Athletic Organizations of Princeton University

Athletic Organizations of Princeton University
Author: Athletic Association. Princeton University.
Publisher:
Total Pages: 60
Release: 2017-06-10
Genre:
ISBN: 9783337170561

Athletic Organizations of Princeton University - Their Histories, Records and Constitutions, June 1891 is an unchanged, high-quality reprint of the original edition of 1891. Hansebooks is editor of the literature on different topic areas such as research and science, travel and expeditions, cooking and nutrition, medicine, and other genres. As a publisher we focus on the preservation of historical literature. Many works of historical writers and scientists are available today as antiques only. Hansebooks newly publishes these books and contributes to the preservation of literature which has become rare and historical knowledge for the future.

Reclaiming the Game

Reclaiming the Game
Author: William G. Bowen
Publisher: Princeton University Press
Total Pages: 497
Release: 2011-06-27
Genre: Education
ISBN: 1400840708

In Reclaiming the Game, William Bowen and Sarah Levin disentangle the admissions and academic experiences of recruited athletes, walk-on athletes, and other students. In a field overwhelmed by reliance on anecdotes, the factual findings are striking--and sobering. Anyone seriously concerned about higher education will find it hard to wish away the evidence that athletic recruitment is problematic even at those schools that do not offer athletic scholarships. Thanks to an expansion of the College and Beyond database that resulted in the highly influential studies The Shape of the River and The Game of Life, the authors are able to analyze in great detail the backgrounds, academic qualifications, and college outcomes of athletes and their classmates at thirty-three academically selective colleges and universities that do not offer athletic scholarships. They show that recruited athletes at these schools are as much as four times more likely to gain admission than are other applicants with similar academic credentials. The data also demonstrate that the typical recruit is substantially more likely to end up in the bottom third of the college class than is either the typical walk-on or the student who does not play college sports.
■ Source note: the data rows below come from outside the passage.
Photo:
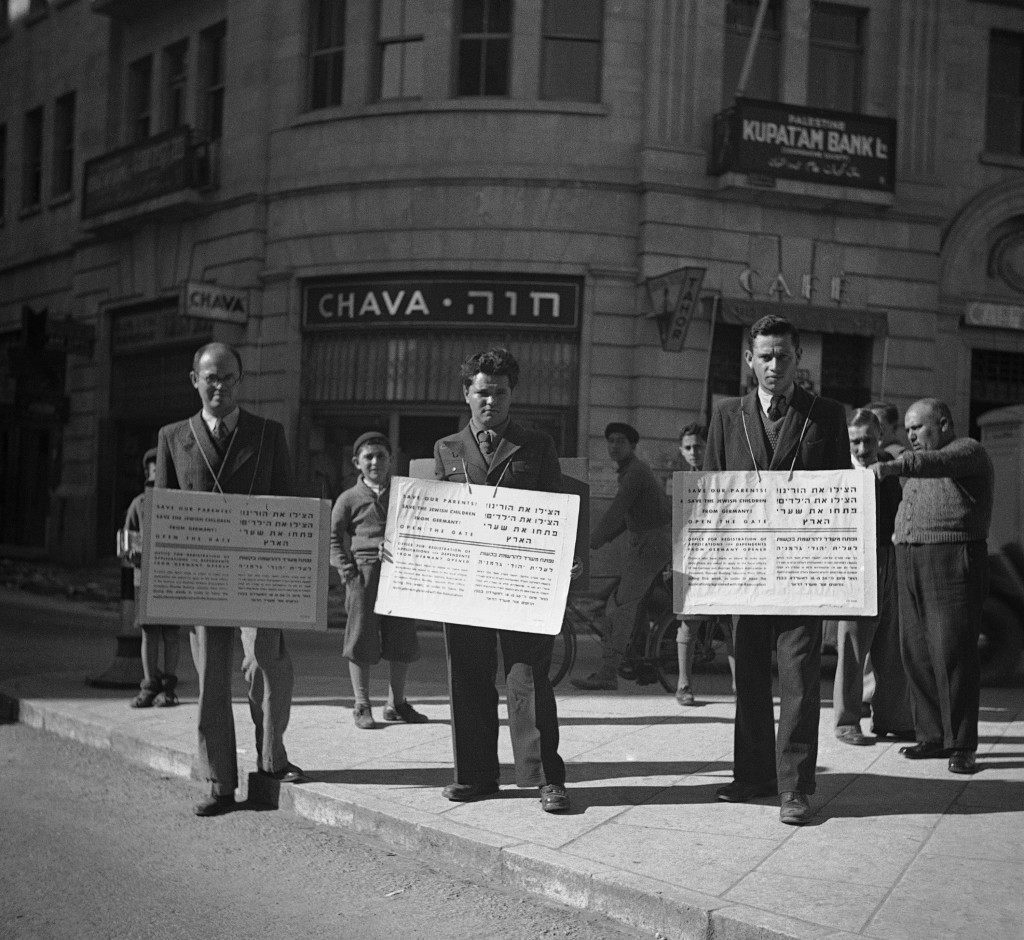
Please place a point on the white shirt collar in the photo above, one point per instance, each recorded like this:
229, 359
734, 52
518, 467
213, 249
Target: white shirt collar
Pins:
765, 397
230, 420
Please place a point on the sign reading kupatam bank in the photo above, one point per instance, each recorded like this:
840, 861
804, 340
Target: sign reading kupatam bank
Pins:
429, 299
811, 144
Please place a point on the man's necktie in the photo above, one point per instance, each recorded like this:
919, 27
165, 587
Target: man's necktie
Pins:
220, 433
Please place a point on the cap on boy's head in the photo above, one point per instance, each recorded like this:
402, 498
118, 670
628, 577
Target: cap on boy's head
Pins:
369, 438
627, 430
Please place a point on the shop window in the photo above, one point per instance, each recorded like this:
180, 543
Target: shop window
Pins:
996, 380
327, 57
175, 84
1005, 113
212, 81
400, 48
571, 36
484, 44
64, 144
836, 59
763, 81
32, 159
139, 99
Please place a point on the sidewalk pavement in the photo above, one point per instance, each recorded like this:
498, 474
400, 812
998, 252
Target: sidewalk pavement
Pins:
897, 849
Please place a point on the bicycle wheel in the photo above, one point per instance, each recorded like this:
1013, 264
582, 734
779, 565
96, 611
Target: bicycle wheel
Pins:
563, 654
663, 653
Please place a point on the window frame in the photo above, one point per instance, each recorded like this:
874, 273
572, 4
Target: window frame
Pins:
484, 37
212, 82
404, 41
992, 145
65, 132
774, 33
837, 48
335, 54
138, 99
174, 85
548, 37
32, 159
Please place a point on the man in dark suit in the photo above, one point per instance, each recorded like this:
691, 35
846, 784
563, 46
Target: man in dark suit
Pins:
497, 451
778, 426
224, 449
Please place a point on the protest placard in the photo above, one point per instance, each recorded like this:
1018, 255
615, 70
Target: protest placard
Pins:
771, 543
477, 554
225, 560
Even more troubling is the dramatic evidence that recruited athletes "underperform:" they do even less well academically than predicted by their test scores and high school grades. Over the last four decades, the athletic-academic divide on elite campuses has widened substantially. This book examines the forces that have been driving this process and presents concrete proposals for reform. At its core, Reclaiming the Game is an argument for re-establishing athletics as a means of fulfilling--instead of undermining--the educational missions of our colleges and universities.

Athletic Organizations of Princeton University

Athletic Organizations of Princeton University
Author: Princeton University
Publisher: Forgotten Books
Total Pages: 64
Release: 2016-09-14
Genre: Sports & Recreation
ISBN: 9781333582647

Excerpt from Athletic Organizations of Princeton University: Their Histories, Records and Constitutions; June, 1891 There is also an Advisory Committee of five gradu ates, chosen by the Executive Committee, subject to the ratification of the College, whose powers are mainly ad visory, but who have the power of veto in the election of Captains and in permanent changes proposed for the Athletic grounds or buildings. About the Publisher Forgotten Books publishes hundreds of thousands of rare and classic books. Find more at www.forgottenbooks.com This book is a reproduction of an important historical work. Forgotten Books uses state-of-the-art technology to digitally reconstruct the work, preserving the original format whilst repairing imperfections present in the aged copy. In rare cases, an imperfection in the original, such as a blemish or missing page, may be replicated in our edition. We do, however, repair the vast majority of imperfections successfully; any imperfections that remain are intentionally left to preserve the state of such historical works.